Data Type Requirements

  1. Search case-insensitively for company email addresses with the format <mailbox>@example.com.
  2. The length of a mailbox name is between 2 to 64 ASCII alphabets and/or numbers.
  3. Valid email addresses can only start with ASCII alphabets but may contain a combination of alphabets and numbers in the mailbox name.
  4. Email addresses should be bounded only by non-alphanumeric characters.

Company email address example requirements

Go through the detailed steps to build out the custom GLASS data type (recommended), or jump straight to the recommended GLASS solution.

Part 1 - Email Domain

In Part 1, we use the WORD operator to build the expression that will match the domain (@example.com) in a company email address. The NOCASE option is defined as Requirement #1 indicates that the matches are expected to be case-insensitive.

WORD NOCASE '@example.com'

See WORD for more information.

Part 2 - Mailbox Name

In Part 2, we use the RANGE operator to define the mailbox name which is between 2 to 64 (TIMES 2-64) characters long. As the mailbox name can only contain ASCII alphabets and/or numbers, the preset keyword ALNUM is used.

RANGE ALNUM TIMES 2-64

However seeing as Requirement #3 states that valid email addresses must start with an ASCII alphabet, the GLASS expression is revised to first look for a single ASCII alphabet, followed by 1 to 63 ASCII alphabets and/or numbers.

(RANGE LETTER) THEN (RANGE ALNUM TIMES 1-63)

See RANGE, Preset Keywords, THEN and OR and Grouping Operator for more information.

Part 3 - Joining the Mailbox Name and Email Domain

In Part 3, we join the expressions in Part 2 and Part 1 to define a pattern that searches for the mailbox name, followed by the domain name in a company email address.

(RANGE LETTER) THEN (RANGE ALNUM TIMES 1-63) THEN \
WORD NOCASE '@example.com'

Part 4 - Boundary Rules

In Part 4, we address Requirement #4 by adding boundary rules for the whole expression.

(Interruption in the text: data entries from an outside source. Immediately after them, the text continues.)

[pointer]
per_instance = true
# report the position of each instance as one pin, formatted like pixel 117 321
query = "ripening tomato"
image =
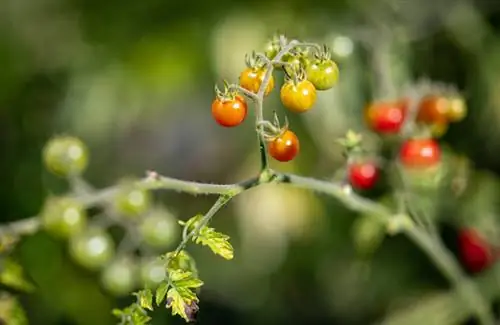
pixel 433 110
pixel 386 117
pixel 252 78
pixel 298 97
pixel 229 112
pixel 284 147
pixel 363 175
pixel 475 252
pixel 420 153
pixel 457 110
pixel 323 73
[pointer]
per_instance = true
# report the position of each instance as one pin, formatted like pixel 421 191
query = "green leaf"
pixel 161 291
pixel 12 275
pixel 145 299
pixel 216 241
pixel 132 315
pixel 11 311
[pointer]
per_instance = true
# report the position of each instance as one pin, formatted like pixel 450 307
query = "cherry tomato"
pixel 92 248
pixel 153 272
pixel 229 112
pixel 252 78
pixel 433 109
pixel 420 153
pixel 298 97
pixel 159 228
pixel 285 147
pixel 132 201
pixel 457 110
pixel 65 155
pixel 363 176
pixel 63 216
pixel 323 73
pixel 475 252
pixel 119 277
pixel 386 117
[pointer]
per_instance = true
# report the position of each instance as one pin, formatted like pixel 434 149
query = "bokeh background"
pixel 134 80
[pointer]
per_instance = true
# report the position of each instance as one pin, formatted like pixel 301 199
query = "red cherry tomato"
pixel 231 112
pixel 475 252
pixel 386 117
pixel 420 153
pixel 285 147
pixel 363 176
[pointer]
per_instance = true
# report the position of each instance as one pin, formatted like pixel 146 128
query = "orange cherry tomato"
pixel 285 147
pixel 229 112
pixel 252 78
pixel 433 110
pixel 386 117
pixel 298 97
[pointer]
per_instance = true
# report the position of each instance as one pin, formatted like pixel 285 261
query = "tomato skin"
pixel 298 97
pixel 285 147
pixel 229 113
pixel 119 277
pixel 475 252
pixel 457 110
pixel 420 153
pixel 63 216
pixel 386 117
pixel 323 74
pixel 252 78
pixel 363 175
pixel 433 110
pixel 92 248
pixel 65 156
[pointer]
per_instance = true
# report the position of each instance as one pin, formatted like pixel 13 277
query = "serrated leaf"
pixel 216 241
pixel 182 303
pixel 12 275
pixel 146 299
pixel 161 291
pixel 177 275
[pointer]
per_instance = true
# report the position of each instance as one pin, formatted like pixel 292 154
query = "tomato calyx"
pixel 228 94
pixel 272 131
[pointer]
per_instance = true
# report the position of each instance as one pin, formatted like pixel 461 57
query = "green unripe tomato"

Using the BOUND operator, we can reduce the number of potential false positive matches by only reporting email address matches if they are surrounded by non-alphanumeric (NONALNUM) characters.

1
2
3
4
( \
  (RANGE LETTER) THEN (RANGE ALNUM TIMES 1-63) THEN \
  WORD NOCASE '@example.com' \
) BOUND NONALNUM

The outermost parentheses () on Line 1 and Line 4 are added so that the BOUND rule is applied to all expressions within the parentheses (Line 2 and Line 3).

Without the use of the outermost parentheses, the BOUND operator would only apply to the WORD expression that immediately preceded it.

See WORD, RANGE, Preset Keywords, THEN and OR, BOUND, and Grouping Operator for more information.

Match Samples

1
2
3
Employee1,employee1@example.com,Marketing
Customer Support: support@example.com
123@employee.com

Based on the GLASS expression in Part 4 - Boundary Rules, the email addresses underlined in line 1 and line 2 will be returned as match locations by the GLASS pattern matching engine.

The email address in line 3 will not be marked as a match as the mailbox name for valid email addresses cannot start with an ASCII number (1).